Tarih 21 Şubat 2008. Yoğun kar yağışı altında 100 bin kişilik operasyon kuvvetimiz Kuzey Irak’a giriyor. ABD Savunma Bakanı Gates, “Bir iki haftada çıkın yoksa istihbarat desteğini keseriz” diyor. 8 günde çıkıyoruz. CHP Genel Başkanı Baykal, “PKK’nın tasfiyesi istenmedi, ameliyatta içerde parça kaldı” diyor.
Tarih 2008, Ekim ayının başları. Hakkari’nin Irak sınırındaki Aktütün karakoluna PKK saldırıyor, 15 şehit veriyoruz.
O tarihte soruyoruz (O yüzden şimdi söyleyecek söz kalmadı, diyoruz ya): Anlık istihbarat ne oldu?.. Kandil Dağı günlerce bombalanmıştı, ne oldu?.. Hani sınırlarımız BBG evi gibi gözetleniyordu, ne oldu?.. Hani demokratik çözüm bunları engelleyecekti?.. Vd
O tarihlerde, 10 yıl önceki (bugüne göre 12 yıl önceki) bir MGK bildirisi buluyorum. Tarih 27 Mart 1998. Milli Güvenlik Kurulu toplanmış, PKK’ya karşı kararlar almış ve şu bildiriyi yayınlamış:
“(...) Bölücü terör faaliyetlerinin yurt içinde ve dışında kontrol edilebilir bir düzeye indirildiği memnuniyetle müşahede edilmiştir.
(...) Bu başarılı sonuçların daha da ileriye götürülerek, ülkemizin her noktasında huzur ve güvenliğin kesintisiz olarak sürdürülmesi maksadıyla;
1- Bölücü terörle mücadeleye, bütün milli güç unsurlarının katılımıyla ve aynı kararlılıkla devam edilmesi,
2- Bölgedeki teşvik tedbirlerinin bir an önce halkın günlük yaşantısına yansıyacak şekilde hızlandırılması,
3- Bölücü örgütün her türlü iç ve dış desteğinin kesilmesi suretiyle yeniden taban oluşturulmasına imkan verilmemesi hususlarında görüş birliğine varılmıştır.”
Bu tarihten 4 yıl sonra 2002’de AKP iktidara gelmiş. 8 yıllık yönetim dönemlerinde, PKK ile mücadele eden, APO’yu yakalayan, sorgulayan komutanlar, generaller çeşitli bahanelerle cezaevlerine tıkılmış. Ordunun morali bozulmuş, kendisine karşı yapılan psikolojik operasyonlara cevap verememiş, bizler hep sorup yanıt alamamışız.

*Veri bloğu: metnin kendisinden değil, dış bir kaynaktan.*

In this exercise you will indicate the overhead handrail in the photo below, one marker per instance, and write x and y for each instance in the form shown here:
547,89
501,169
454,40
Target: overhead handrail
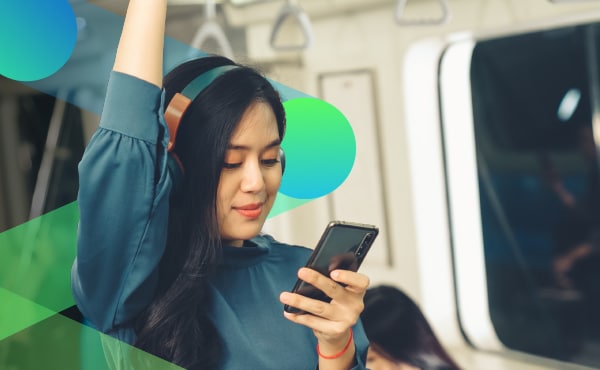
400,20
292,9
211,28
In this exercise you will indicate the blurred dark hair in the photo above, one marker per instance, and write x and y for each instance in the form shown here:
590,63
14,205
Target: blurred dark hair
175,326
398,330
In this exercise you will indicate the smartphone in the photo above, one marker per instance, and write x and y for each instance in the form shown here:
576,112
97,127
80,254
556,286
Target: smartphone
343,245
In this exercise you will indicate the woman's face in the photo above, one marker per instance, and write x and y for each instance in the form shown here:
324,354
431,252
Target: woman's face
250,177
376,361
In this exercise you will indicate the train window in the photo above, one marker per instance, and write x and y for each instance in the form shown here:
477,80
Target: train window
533,99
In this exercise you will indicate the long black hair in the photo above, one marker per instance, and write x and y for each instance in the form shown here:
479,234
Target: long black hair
397,329
175,326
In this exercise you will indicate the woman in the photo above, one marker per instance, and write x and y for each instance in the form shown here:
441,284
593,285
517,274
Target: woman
400,336
169,253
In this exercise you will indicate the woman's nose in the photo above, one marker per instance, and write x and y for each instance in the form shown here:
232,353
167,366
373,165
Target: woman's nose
252,180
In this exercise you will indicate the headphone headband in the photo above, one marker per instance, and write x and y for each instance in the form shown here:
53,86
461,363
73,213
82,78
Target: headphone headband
181,101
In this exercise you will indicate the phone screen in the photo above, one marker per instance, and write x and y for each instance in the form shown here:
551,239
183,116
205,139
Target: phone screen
343,245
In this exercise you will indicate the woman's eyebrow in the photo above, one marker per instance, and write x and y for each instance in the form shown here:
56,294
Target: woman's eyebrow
272,144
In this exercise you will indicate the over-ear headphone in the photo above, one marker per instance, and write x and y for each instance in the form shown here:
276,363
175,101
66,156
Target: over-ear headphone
175,111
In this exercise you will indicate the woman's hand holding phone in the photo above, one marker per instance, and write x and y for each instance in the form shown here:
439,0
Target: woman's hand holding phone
328,295
330,322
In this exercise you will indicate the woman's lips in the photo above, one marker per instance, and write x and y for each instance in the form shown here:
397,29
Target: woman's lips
250,210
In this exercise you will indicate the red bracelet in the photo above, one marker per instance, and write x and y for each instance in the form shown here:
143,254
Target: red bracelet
339,354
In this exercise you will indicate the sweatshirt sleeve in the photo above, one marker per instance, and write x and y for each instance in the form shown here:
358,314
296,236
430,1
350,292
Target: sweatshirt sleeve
123,203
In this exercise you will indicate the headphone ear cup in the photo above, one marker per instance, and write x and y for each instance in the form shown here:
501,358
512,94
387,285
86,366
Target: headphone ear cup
176,171
282,160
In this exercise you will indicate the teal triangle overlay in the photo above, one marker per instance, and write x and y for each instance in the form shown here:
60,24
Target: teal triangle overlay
61,343
36,259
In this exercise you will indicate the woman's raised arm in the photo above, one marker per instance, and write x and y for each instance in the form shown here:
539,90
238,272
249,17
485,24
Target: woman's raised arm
140,50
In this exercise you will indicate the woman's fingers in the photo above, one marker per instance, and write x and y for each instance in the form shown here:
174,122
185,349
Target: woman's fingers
325,327
354,281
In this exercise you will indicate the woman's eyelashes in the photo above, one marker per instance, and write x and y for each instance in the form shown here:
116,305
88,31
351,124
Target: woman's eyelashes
264,162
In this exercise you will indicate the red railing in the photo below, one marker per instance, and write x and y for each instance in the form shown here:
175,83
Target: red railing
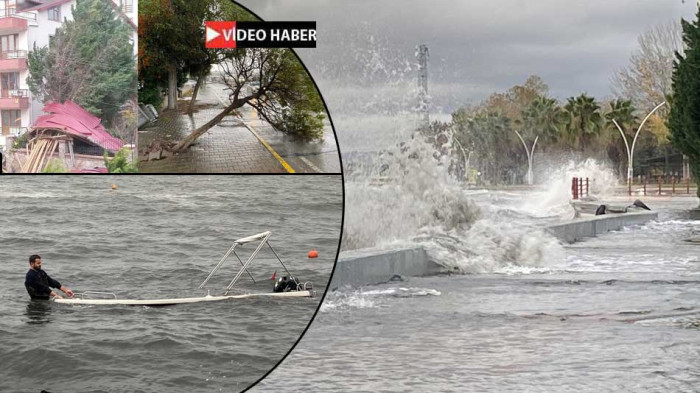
579,187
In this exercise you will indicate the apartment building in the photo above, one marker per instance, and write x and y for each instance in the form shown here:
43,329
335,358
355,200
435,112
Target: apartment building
24,24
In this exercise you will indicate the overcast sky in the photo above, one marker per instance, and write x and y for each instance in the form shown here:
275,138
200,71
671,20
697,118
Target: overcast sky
479,46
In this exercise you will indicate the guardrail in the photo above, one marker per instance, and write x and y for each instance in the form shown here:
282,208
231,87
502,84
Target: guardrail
15,93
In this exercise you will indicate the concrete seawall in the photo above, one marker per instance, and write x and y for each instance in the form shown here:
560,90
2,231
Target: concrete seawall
374,266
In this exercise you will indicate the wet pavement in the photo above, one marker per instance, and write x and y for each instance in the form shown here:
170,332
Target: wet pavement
233,146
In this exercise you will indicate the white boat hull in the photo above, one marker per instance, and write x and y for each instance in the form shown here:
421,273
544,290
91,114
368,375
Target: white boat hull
168,302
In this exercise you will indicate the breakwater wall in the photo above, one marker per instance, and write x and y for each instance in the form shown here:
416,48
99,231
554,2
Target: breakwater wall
374,266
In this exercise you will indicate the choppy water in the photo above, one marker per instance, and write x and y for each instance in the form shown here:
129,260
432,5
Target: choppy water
156,236
620,312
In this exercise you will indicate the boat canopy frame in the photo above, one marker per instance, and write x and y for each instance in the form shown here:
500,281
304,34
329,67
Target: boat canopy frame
264,238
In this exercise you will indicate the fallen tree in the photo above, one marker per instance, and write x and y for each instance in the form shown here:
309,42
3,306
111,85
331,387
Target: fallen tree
286,97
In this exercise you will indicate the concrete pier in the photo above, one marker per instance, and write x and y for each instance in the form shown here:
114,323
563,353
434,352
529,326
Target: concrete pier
374,266
572,231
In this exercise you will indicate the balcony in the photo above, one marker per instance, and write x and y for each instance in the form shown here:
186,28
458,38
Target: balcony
13,61
14,99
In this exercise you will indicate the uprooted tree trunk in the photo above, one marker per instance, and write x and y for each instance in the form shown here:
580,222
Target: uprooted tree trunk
200,79
189,140
172,86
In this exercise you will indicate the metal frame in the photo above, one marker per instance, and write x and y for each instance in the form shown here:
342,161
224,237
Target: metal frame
264,239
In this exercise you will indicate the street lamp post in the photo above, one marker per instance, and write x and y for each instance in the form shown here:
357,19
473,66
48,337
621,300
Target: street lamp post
530,155
630,150
466,158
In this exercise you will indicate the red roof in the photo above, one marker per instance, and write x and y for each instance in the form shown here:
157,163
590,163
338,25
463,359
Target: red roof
72,119
48,4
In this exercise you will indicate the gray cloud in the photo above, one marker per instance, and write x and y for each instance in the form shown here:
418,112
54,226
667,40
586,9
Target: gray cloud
477,46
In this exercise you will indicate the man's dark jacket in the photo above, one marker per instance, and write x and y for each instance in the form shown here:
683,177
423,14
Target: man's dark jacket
38,283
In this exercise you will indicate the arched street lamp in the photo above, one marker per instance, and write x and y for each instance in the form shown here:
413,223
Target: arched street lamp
630,151
530,155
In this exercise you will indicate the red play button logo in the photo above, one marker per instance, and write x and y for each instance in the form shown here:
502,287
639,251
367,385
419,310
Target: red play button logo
220,35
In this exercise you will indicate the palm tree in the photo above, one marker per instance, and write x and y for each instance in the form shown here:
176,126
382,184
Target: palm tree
584,120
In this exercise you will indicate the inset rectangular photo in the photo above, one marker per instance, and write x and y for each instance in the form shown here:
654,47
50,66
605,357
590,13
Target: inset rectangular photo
226,109
160,283
68,86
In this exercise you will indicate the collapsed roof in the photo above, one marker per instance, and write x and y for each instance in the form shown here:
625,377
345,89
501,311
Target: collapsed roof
75,121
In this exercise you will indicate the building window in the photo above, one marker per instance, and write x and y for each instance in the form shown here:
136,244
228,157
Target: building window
8,44
9,81
55,14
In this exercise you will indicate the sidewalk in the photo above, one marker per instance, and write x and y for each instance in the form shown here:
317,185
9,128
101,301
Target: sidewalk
228,147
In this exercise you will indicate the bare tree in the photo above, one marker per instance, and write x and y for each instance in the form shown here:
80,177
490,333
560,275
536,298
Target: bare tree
285,97
647,79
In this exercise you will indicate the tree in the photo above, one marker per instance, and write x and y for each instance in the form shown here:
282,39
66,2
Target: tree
286,96
515,100
544,118
89,61
647,80
202,59
120,162
583,121
684,117
623,112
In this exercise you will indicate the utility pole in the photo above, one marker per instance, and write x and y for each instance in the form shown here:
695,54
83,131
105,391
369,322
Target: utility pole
630,150
423,99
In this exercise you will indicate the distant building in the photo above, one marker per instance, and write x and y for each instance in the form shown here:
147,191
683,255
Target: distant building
24,24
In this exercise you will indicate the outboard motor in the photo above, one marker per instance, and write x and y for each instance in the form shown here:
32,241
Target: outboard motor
286,284
600,210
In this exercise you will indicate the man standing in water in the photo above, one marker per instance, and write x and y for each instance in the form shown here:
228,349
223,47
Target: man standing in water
39,284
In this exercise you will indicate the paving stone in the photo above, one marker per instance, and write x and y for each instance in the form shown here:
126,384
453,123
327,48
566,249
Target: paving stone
226,148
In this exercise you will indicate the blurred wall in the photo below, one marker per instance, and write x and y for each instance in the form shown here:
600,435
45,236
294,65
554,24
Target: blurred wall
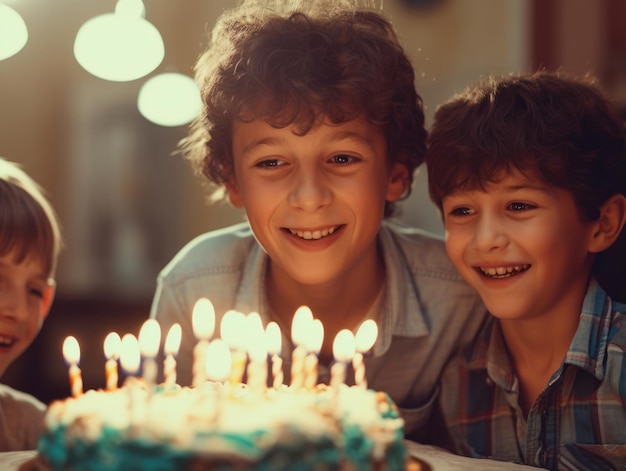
127,204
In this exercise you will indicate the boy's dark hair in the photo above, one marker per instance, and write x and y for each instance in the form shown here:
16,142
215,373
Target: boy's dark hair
295,67
546,125
28,223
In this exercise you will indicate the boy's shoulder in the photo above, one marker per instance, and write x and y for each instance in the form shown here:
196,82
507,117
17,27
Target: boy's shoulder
424,251
221,250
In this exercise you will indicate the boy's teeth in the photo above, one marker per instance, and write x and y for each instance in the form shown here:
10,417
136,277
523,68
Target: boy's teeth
504,272
308,235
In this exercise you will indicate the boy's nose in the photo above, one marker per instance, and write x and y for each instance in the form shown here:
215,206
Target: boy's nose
12,304
490,235
310,191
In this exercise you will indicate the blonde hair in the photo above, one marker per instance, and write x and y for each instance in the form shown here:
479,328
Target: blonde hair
28,223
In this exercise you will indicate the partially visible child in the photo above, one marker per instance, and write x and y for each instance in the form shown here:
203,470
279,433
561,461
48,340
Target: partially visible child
312,124
529,172
30,242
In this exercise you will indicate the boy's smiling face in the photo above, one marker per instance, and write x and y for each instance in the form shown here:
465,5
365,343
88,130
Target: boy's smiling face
25,298
522,245
315,202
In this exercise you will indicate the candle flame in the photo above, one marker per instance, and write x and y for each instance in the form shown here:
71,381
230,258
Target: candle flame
150,338
130,357
233,329
112,345
343,346
172,341
314,337
366,336
218,361
71,350
257,346
301,324
203,319
273,338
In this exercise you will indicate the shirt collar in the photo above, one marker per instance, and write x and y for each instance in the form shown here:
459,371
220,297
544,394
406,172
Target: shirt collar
400,314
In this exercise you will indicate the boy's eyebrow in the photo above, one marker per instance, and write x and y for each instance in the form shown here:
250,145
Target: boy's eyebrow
339,136
260,142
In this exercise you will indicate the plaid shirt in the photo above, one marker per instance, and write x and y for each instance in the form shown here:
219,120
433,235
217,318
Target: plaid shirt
579,420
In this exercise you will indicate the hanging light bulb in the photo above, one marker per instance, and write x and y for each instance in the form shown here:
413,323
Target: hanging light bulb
169,99
13,32
120,46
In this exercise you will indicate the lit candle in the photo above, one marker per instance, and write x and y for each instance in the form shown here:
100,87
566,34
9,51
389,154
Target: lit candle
218,361
302,321
343,351
172,345
313,345
364,341
112,347
257,352
130,360
203,322
233,331
274,341
71,353
130,356
149,343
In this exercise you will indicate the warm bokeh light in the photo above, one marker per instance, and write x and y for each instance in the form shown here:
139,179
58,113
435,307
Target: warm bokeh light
13,32
112,345
120,46
169,99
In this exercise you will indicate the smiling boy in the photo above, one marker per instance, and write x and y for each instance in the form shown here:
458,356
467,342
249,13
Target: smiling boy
312,125
530,175
30,242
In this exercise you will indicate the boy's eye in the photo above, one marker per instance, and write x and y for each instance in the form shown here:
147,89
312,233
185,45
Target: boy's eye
36,292
460,211
268,163
518,206
343,159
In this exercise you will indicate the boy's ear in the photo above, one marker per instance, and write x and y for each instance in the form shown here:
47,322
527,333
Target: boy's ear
610,223
233,194
398,182
48,297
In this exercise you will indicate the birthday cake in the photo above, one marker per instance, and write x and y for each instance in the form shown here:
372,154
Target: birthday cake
225,427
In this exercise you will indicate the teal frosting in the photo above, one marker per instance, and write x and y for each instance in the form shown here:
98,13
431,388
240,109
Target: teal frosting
64,450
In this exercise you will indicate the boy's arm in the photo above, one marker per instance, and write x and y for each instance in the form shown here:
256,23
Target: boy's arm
21,420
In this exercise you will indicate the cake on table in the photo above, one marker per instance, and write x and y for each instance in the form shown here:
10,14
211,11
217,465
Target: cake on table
220,423
221,427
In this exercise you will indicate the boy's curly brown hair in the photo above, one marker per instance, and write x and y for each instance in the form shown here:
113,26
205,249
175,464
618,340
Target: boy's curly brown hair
295,67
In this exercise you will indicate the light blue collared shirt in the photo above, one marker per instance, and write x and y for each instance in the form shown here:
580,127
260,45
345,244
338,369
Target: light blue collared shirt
427,311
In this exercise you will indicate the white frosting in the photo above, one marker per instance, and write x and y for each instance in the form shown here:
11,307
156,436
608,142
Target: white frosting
202,418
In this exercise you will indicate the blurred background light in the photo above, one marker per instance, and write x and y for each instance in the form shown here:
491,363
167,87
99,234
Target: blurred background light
13,32
169,99
120,46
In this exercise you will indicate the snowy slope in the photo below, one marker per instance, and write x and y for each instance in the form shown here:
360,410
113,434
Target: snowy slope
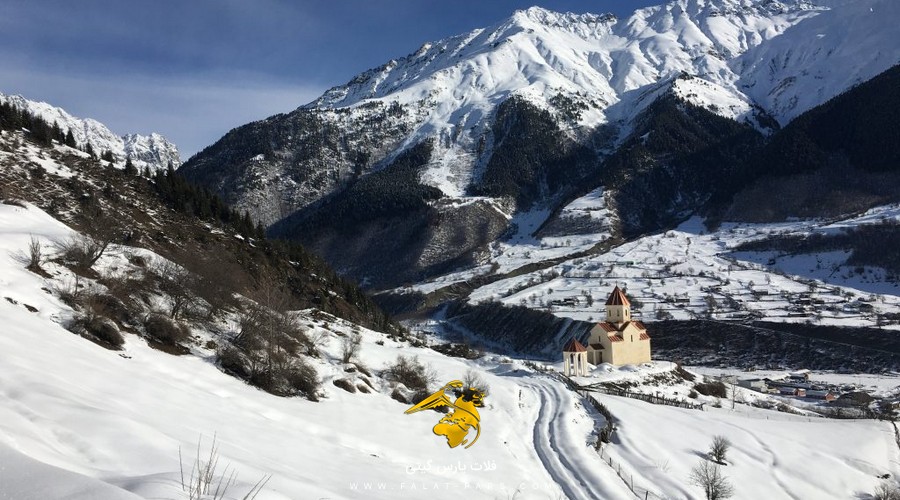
104,424
152,151
822,57
78,421
676,273
611,68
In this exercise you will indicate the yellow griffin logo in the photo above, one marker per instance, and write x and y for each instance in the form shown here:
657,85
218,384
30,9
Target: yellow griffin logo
455,425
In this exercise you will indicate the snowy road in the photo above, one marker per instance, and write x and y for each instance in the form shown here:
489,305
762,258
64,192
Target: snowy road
560,434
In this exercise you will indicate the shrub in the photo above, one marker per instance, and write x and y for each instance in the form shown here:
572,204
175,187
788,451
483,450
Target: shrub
165,331
303,378
232,361
887,490
98,328
344,384
350,346
709,477
715,388
410,372
34,255
474,379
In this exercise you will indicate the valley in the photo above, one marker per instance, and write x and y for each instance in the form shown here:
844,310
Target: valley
393,290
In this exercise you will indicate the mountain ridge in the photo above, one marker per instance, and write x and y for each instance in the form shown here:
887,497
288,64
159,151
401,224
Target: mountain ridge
152,151
582,81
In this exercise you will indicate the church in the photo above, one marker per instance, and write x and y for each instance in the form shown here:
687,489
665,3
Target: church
618,341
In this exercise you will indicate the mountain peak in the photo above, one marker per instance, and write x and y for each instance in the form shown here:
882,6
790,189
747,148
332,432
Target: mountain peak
153,151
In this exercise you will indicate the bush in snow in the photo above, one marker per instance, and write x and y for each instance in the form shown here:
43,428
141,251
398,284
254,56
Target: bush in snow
887,490
715,388
166,331
708,476
719,448
410,372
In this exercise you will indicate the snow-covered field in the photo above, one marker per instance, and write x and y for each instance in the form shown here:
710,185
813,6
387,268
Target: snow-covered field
78,421
690,272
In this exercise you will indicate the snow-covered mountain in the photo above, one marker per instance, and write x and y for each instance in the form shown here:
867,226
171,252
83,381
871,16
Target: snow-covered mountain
537,110
153,151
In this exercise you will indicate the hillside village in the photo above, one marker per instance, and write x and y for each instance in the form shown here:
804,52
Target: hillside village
529,261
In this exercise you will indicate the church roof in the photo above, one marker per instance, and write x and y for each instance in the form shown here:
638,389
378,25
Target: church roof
617,298
607,327
574,346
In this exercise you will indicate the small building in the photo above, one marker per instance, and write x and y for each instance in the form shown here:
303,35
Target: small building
756,384
855,399
619,340
791,391
821,394
575,359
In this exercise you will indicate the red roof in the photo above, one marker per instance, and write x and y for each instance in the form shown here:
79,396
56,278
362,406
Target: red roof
617,298
574,346
607,327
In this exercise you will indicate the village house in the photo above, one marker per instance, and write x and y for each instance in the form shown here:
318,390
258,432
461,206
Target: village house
575,359
619,340
756,384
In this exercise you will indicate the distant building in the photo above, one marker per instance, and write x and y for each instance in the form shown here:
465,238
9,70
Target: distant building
619,340
575,359
856,399
820,394
756,384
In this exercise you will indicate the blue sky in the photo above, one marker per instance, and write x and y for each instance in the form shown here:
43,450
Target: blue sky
194,69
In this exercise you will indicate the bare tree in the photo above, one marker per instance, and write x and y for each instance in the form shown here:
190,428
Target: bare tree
350,346
719,448
82,250
178,284
474,379
887,490
708,476
35,258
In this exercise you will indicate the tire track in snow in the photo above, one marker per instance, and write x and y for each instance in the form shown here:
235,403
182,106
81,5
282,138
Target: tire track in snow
773,460
574,477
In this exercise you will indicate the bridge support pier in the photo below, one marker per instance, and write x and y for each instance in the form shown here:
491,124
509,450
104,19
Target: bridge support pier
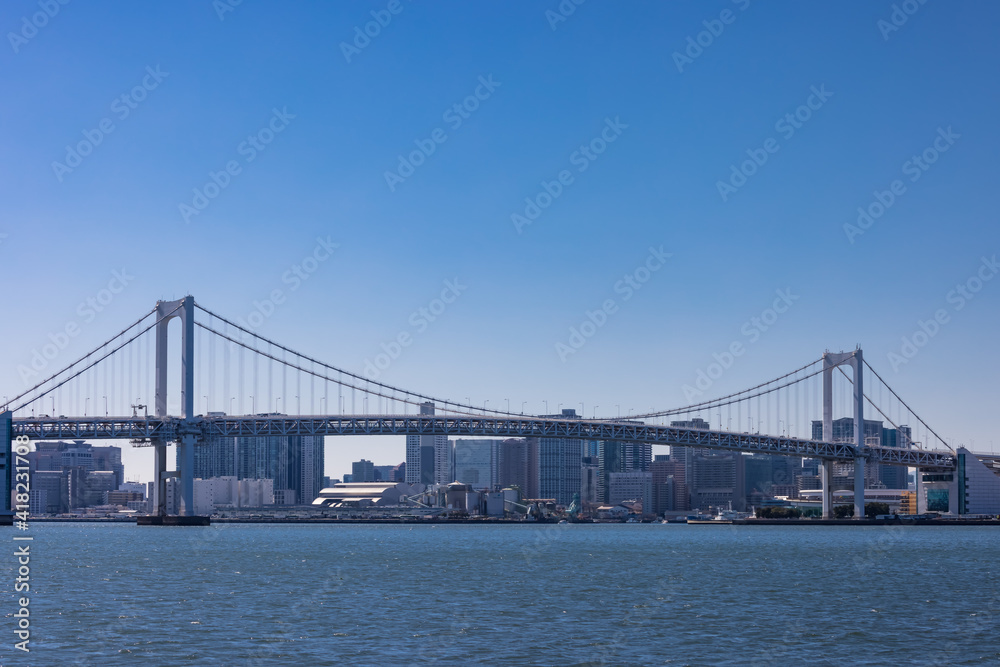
856,362
159,479
185,451
167,310
859,487
826,484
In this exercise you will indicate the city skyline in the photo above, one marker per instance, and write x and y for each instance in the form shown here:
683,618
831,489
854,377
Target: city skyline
440,257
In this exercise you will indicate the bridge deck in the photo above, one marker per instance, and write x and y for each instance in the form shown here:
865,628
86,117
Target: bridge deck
148,429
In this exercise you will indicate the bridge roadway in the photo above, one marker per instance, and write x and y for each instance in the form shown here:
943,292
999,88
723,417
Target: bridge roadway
145,429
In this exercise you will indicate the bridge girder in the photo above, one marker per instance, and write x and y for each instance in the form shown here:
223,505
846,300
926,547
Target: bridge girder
172,429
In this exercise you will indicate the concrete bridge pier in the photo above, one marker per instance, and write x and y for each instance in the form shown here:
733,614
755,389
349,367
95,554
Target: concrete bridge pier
826,482
859,487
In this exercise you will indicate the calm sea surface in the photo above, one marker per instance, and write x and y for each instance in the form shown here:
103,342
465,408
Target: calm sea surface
645,594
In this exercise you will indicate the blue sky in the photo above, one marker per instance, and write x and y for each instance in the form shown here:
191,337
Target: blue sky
221,76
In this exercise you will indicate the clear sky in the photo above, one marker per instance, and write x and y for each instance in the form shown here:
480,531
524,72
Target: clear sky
644,110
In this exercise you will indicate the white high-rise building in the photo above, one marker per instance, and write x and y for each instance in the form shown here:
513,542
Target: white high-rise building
476,463
428,457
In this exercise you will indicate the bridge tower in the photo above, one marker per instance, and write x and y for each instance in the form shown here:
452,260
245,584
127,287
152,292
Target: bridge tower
167,310
832,360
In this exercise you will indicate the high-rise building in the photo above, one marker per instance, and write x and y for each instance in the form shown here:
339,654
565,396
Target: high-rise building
717,479
714,478
876,474
294,463
590,475
616,456
428,457
669,480
513,464
559,462
477,463
638,486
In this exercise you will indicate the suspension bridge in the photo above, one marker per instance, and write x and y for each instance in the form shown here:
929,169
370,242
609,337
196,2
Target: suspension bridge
232,367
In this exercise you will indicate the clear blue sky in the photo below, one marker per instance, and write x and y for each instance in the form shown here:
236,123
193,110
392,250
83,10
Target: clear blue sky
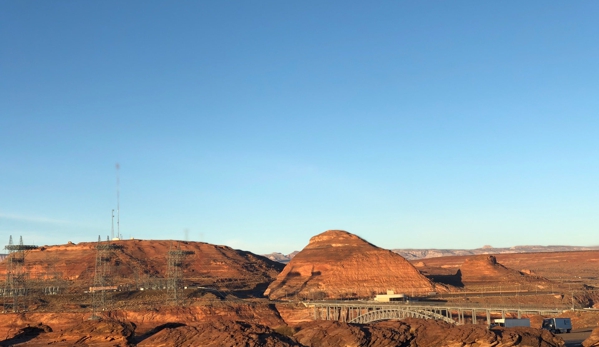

Lafın -yıllar önce - bittiği yerde MHP OHAL istiyor, Genelkurmay Başkanı Org. Başbuğ “gerek yok” diyor, Başbakan MHP ve basını suçluyor!..
Bizler ise, şehit cenazeleri ardından çaresizce soruyoruz:
“Peki neye gerek var?.. Her şey tamamsa, eksik nerede ve kimde?”
Başından bu yana 26 yıl geçti, daha ne kadar soracağız?